13.2 On termination, the Customer must immediately make the equipment available for collection. If the Customer does not, PLS is entitled to enter any premises of the Customer where the equipment is suspected to be to repossess the equipment. PLS will not be liable for any damage caused and the Customer must indemnify PLS from any liability to it or any third party in respect of any damage, demands, proceedings, costs and expenses howsoever arising.
14.1 The Customer shall be solely responsible for and shall hold PLS fully indemnified against any loss or damage arising from or in connection with the provision of the equipment or services, including without limitation any action for infringement of copyright brought by any third party against PLS or the Customer.
15.1 Except as specifically set out herein, or contained in any warranty statement provided with the equipment or services, any term, condition or warranty in respect of the quality, merchantability, fitness for purpose, condition, description, assembly, manufacture, design or performance of the equipment, services or Intellectual Property, whether implied by statute, common law, trade usage, custom or otherwise, is hereby expressly excluded.
15.2 Replacement of the equipment or resupply of the services is the absolute limit of PLS liability howsoever arising under or in connection with the hire, use of, storage or any other dealings with the equipment or services by the Customer or any third party.
15.3 PLS is not liable for any indirect or consequential losses or expenses suffered by the Customer or any third party, howsoever caused, including but not limited to loss of turnover, profits, business or goodwill or any liability to any other party.
15.4 PLS will not be liable for any loss or damage suffered by the Customer where PLS has failed to deliver equipment or services or fails to meet any delivery date or cancels or suspends the supply of equipment or services, or suspends or cancels the Copyright Licence.
15.5 Nothing in the Terms is to be interpreted as excluding, restricting or modifying or having the effect of excluding, restricting or modifying the application of any State or Federal legislation applicable to the sale of equipment or supply of services which cannot be excluded, restricted or modified.
16.1 The law of Victoria from time to time governs the Terms and the parties agree to the non-exclusive jurisdiction of the courts of Victoria, the Federal Court of Australia, and of courts entitled to hear appeals from those Courts.

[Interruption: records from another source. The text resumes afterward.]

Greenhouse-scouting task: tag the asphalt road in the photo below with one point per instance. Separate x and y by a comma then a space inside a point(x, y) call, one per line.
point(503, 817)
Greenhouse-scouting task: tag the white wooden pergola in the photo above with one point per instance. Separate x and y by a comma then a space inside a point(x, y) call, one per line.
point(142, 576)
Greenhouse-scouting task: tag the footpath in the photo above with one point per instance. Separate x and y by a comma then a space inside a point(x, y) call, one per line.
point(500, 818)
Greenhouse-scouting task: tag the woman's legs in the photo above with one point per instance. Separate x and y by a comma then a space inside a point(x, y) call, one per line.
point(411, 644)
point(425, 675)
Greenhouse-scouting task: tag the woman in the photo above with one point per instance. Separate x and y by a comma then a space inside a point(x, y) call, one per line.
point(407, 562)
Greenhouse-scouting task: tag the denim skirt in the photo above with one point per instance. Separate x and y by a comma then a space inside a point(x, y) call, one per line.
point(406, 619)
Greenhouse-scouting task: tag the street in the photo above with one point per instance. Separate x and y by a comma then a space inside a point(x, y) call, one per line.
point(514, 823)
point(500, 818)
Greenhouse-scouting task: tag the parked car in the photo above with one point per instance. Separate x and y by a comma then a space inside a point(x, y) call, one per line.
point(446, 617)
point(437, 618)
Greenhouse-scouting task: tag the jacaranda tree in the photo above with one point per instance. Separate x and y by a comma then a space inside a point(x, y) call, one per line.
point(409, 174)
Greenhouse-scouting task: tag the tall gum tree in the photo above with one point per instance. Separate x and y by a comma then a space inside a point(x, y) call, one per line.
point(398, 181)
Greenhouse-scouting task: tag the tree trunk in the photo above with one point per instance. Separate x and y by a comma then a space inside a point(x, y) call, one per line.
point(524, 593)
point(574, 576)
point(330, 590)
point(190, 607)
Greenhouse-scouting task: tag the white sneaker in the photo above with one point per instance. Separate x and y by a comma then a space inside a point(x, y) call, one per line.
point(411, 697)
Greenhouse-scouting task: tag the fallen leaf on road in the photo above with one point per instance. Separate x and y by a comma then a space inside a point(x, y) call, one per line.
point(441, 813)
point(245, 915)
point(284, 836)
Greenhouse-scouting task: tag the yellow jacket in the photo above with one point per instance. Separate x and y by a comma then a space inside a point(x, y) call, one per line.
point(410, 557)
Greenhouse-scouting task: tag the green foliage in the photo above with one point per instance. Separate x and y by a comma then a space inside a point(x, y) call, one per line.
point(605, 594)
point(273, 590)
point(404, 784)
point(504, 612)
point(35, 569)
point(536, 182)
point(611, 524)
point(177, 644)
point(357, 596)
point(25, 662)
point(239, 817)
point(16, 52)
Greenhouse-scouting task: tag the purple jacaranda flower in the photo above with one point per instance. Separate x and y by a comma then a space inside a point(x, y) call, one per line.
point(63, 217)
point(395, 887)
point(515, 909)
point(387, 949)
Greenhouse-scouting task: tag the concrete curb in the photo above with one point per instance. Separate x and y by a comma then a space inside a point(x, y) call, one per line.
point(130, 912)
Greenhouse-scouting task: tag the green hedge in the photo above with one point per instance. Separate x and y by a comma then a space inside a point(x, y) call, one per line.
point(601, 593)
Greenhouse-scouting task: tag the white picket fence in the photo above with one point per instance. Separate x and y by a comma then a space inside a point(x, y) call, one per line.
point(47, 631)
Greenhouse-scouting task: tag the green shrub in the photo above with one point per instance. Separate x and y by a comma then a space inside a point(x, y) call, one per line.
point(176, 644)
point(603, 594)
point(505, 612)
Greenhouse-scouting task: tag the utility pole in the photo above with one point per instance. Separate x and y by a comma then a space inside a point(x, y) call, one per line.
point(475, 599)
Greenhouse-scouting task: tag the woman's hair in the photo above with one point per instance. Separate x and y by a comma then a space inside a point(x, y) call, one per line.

16.2 Failure by PLS to enforce any of these Terms shall not be construed as a waiver of any of PLS’ rights.
16.3 If any of the Terms are unenforceable it shall be read down so as to be enforceable or, if it cannot be so read down, the term shall be severed from these Terms without affecting the enforceability of the remaining terms.
16.4 A notice must be in writing and handed personally or sent by facsimile or prepaid mail to the last known address of the addressee. Notices sent by pre-paid post are deemed to be received upon posting. Notices sent by facsimile are deemed received on the facsimile machine confirming transmission.